Deepspeech accuracy decreasing?

In the latest v0.2.0 release, it is mentioned that the word error rate is 11% on the librispeech clean test corpus.

“… which achieves an 11% word error rate on the LibriSpeech clean test corpus

However, in November 2017, this article stated that the word error rate was 6.5%.

“Our word error rate on LibriSpeech’s test-clean set is 6.5%”

Of course it could be that the current version is faster/lighter and a trade-off was made. Another difference that I could think of is that less training data is used. However, from the same release notes, the usual suspects are there. Would it be possible to elaborate on this difference?

There were a few factors that were at play:

  1. The largest factor was that the acoustic model went from being a BRNN to a RNN of roughly half the size. This increased the WER, but paved the way for VAD mediated streaming. So a trade off was made.
  2. Also we found that some of the training data for our old language model contained sentences in the LibriSpeech clean test set. So we removed these and created a clean language model not containing these sentences.
  3. In addition, our training data now includes Common Voice, which is a noisy data set. It was recorded with laptop and smartphone microphones in environments that we not always quiet. This is a different “profile” than the LibriSpeech clean data set. So our model is now more tuned to noisy data and does not perform as well on LibriSpeech clean.
3 Likes

Thank you @kdavis very clear.

Was there also an attempt to test on the common voice test data? This should give a better indication on how good the model would perform on noisy data. Probably the WER would be higher than the librispeech dataset.

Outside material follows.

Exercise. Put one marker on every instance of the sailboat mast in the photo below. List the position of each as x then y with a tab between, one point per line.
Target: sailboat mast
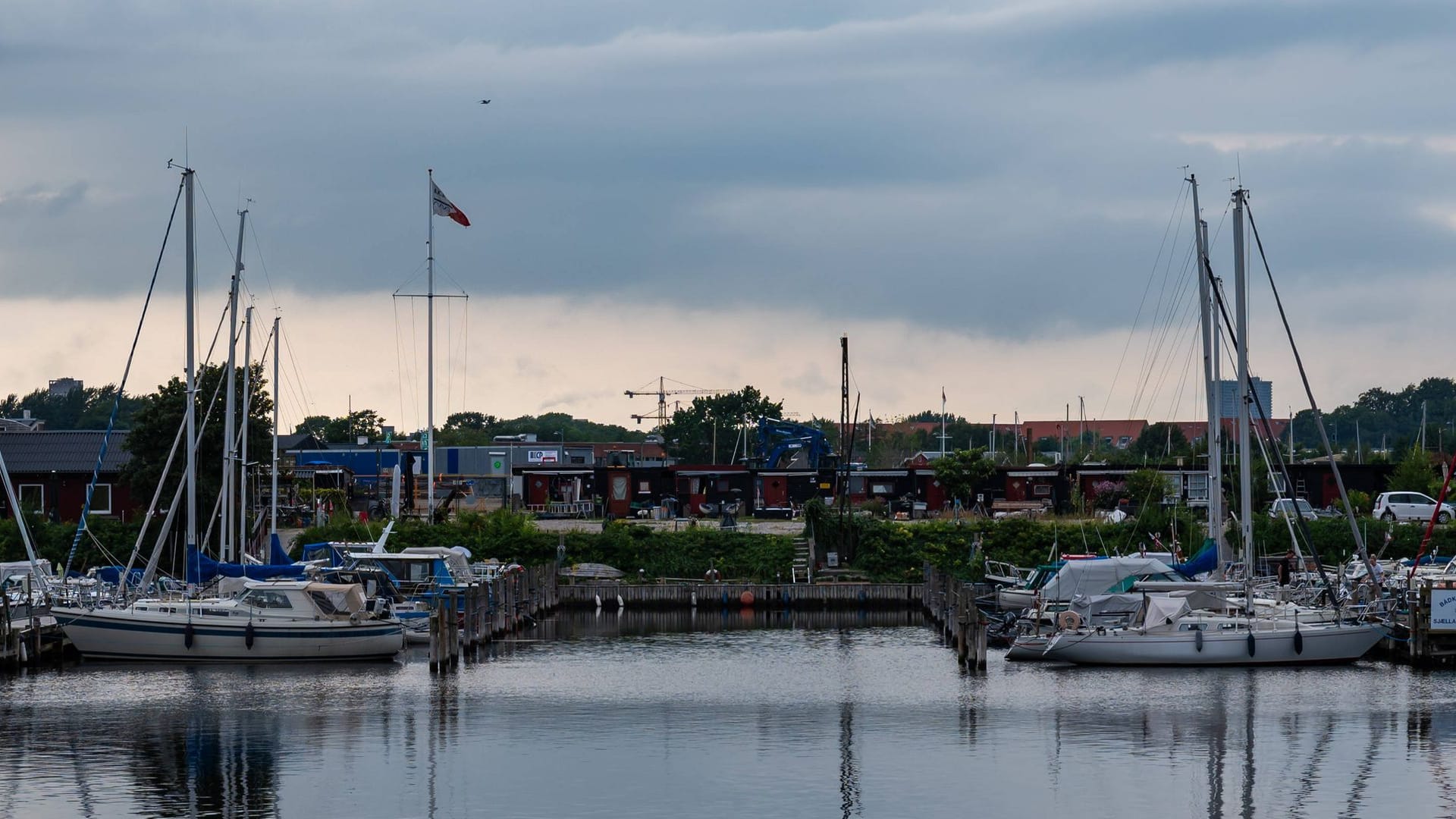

In our internal tests we got

  • 11.2% WER on LibriSpeech clean test
  • 28.7% WER on LibriSpeech other test
  • 15.6% WER on Common Voice test

which compares reasonably well with say Google’s results from the GitHub repo

  • 12.1% WER on LibriSpeech clean test
  • 28.8% WER on LibriSpeech other test
  • 23.2% WER on Common Voice test
2 Likes

Would it be too difficult to maintain both kinds of acoustic model, and offer the option of choosing which to use depending on whether streaming or accuracy is more important for a given use case?

Unfortunately, we don’t have the resources to maintain both. However, you can always use/fork the old 0.1.1 version which has a BRNN.

Fair enough. Thanks for the explanations, and the great open project!

@kdavis I had been experimenting the v2.0.0 release of deepspeech along with the new model that got released. I could see that there are errors with some basic words which was working fine with 0.1.1 model. Few examples are shown below;

1.“pasta” was interpreted as “tosta”
2.“nearby” was interpreted as “merby”
3.“more information” was interpreted as “mornin formation”

These were repeated multiple times with an american accent speaker, but the results were same which was not the case with 0.1.1 model. Do you see these as valid issues with the new model? if so, will training with a librispeech clean dataset to create a new model correct these errors?

Just a note, the release is v0.2.0 not v2.0.0, a big difference :slight_smile:

As to which words and phrases work with v0.1.1 vs v0.2.0, with which background noise, with which microphones, and with which up/down sampling. Unfortunately, we have little control.

What I’d suggest is to create a data set of the words and phrases you expect, with background noise from your use case, with the specific microphones you expect to use, and with the up/down sampling in your processing chain. Then to take this data and fine-tune the model we provided to your use case.

In addition you can create a language model and trie which are tuned to your use case too.